THE FATAL TREE (A Bright Empires Novel), A Review

by Stephen Lawhead

Published by Thomas Nelson

A review by John Irvin


“Near Tacoma, Washington, fourteen vehicles plunged into Puget Sound when the highway bridge on which they were travelling disappeared beneath them.

            From the Back Cover:

            It started with small, seemingly insignificant wrinkles in time: A busy bridge suddenly disappears, spilling cars into the sea. A beast from another realm roams modern streets. Napoleon’s army appears in 1930s Damascus ready for battle. But that’s only the beginning as entire realities collide and collapse.

            The questors are spread throughout the universe. Mina is stuck on a plain of solid ice, her only companion an angry cave lion named Baby. Tony and Gianni are monitoring the cataclysmic reversal of the cosmic expansion—but coming up short on answers. And Burleigh is languishing in a dreary underground dungeon—his only hop of survival the very man he tried to kill.

            Kit and Cass are back in the Stone Age trying to reach the Spirit Well. But an enormous yew tree has grown over the portal, effectively cutting off any chance of return. Unless someone can find a solution—and fast—all Creation will be destroyed in the universal apocalypse known as The End of Everything.

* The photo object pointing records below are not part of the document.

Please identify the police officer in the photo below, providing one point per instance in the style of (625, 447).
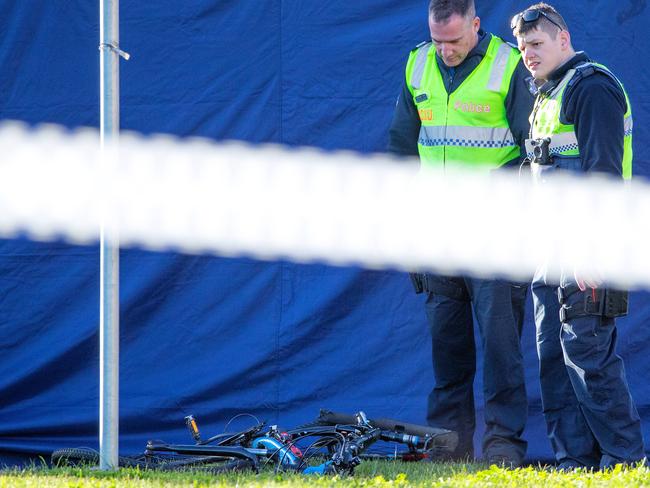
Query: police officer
(581, 122)
(465, 102)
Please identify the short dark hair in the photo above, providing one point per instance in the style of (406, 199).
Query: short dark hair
(442, 10)
(551, 27)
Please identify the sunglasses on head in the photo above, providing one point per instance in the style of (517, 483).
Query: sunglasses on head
(531, 16)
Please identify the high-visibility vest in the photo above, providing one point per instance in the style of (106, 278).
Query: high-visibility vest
(545, 119)
(467, 127)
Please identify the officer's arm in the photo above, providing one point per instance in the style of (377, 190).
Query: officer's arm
(596, 106)
(519, 105)
(405, 128)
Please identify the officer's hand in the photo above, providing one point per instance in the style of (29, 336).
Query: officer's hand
(587, 279)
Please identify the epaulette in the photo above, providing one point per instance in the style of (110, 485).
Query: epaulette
(423, 43)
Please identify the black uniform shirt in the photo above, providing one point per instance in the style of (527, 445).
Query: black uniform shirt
(405, 128)
(596, 106)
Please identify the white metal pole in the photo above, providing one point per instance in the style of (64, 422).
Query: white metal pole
(109, 326)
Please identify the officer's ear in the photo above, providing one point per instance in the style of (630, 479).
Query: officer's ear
(565, 40)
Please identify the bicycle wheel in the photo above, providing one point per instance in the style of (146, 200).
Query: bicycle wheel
(75, 456)
(211, 464)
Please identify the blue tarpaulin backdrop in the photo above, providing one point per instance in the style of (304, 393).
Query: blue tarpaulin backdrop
(217, 337)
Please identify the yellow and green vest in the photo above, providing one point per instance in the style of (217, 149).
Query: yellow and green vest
(545, 121)
(467, 127)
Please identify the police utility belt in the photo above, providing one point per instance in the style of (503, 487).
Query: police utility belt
(595, 301)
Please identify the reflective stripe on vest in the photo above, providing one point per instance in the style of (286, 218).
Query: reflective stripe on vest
(499, 67)
(420, 63)
(465, 136)
(567, 141)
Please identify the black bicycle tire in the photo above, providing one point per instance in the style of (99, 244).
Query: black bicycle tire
(74, 456)
(77, 456)
(205, 464)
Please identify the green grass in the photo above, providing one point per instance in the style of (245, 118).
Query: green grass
(381, 474)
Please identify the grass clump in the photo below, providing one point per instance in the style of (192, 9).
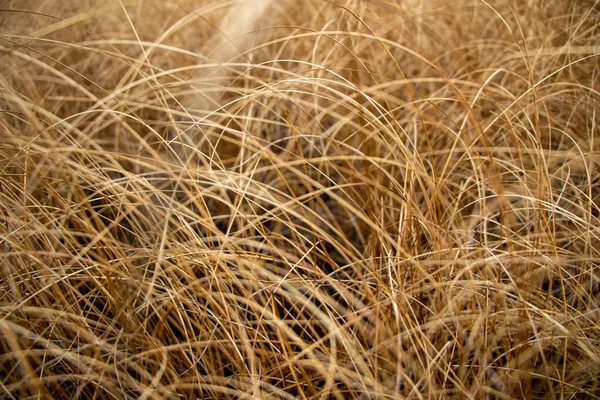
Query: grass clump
(309, 200)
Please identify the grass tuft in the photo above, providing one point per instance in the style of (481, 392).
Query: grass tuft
(313, 200)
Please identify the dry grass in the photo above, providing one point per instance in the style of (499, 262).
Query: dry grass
(311, 200)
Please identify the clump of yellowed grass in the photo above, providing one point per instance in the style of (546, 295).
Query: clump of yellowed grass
(314, 200)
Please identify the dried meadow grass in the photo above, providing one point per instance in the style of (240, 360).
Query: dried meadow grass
(311, 200)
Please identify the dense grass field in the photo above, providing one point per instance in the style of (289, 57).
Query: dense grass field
(262, 199)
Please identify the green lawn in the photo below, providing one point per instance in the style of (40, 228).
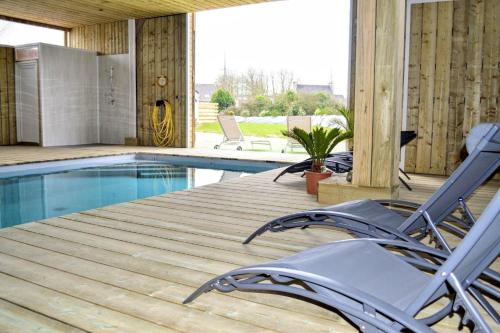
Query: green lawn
(248, 129)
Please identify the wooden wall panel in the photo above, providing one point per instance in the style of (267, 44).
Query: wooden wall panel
(161, 50)
(414, 81)
(105, 38)
(364, 85)
(8, 134)
(427, 72)
(378, 93)
(454, 56)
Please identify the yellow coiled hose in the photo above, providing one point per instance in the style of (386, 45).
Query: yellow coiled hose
(162, 124)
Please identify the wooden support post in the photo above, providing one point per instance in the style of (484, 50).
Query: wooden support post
(379, 77)
(378, 101)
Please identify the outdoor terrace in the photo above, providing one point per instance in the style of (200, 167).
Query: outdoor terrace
(128, 267)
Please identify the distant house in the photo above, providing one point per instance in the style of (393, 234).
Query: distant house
(204, 91)
(314, 88)
(319, 88)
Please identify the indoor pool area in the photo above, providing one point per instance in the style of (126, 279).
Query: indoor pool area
(43, 190)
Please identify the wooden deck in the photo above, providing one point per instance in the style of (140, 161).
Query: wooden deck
(127, 267)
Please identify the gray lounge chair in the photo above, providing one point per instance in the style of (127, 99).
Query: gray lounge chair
(406, 220)
(233, 134)
(375, 288)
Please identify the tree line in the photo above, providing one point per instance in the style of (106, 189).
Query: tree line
(268, 94)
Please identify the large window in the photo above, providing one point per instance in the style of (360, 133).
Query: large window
(13, 33)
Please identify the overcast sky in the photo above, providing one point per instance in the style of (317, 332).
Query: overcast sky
(308, 37)
(12, 33)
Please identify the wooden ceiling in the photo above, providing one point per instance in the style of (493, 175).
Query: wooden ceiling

            In the final volume of the fantastic Bright Empires series, Stephen R. Lawhead brings the multi-stranded tale to a stunning and immensely satisfying conclusion.

The Fatal Tree (A Bright Empires Novel, Book 5) by Stephen Lawhead, A Review

            When they said an immensely satisfying conclusion—they weren’t joking.

            Sticking with the multi-faceted mystery and fantasy adventure through time traveling and parallel universe jumping, Lawhead really knocked my socks off.

            The suspense kept me reading—there were times I forgot I had chores to do. I needed to read this final installment in the multi-universe series.

            How was it all going to play out? That was my main question. The mystery and quests had all built up for a fantastic climax and like usual, Stephen Lawhead did not disappoint but pulled through.

            In the end, I looked up to find life had gone by without me, but I smiled, content and a bit bittersweet at leaving my friends in their new stations in life after it all played out.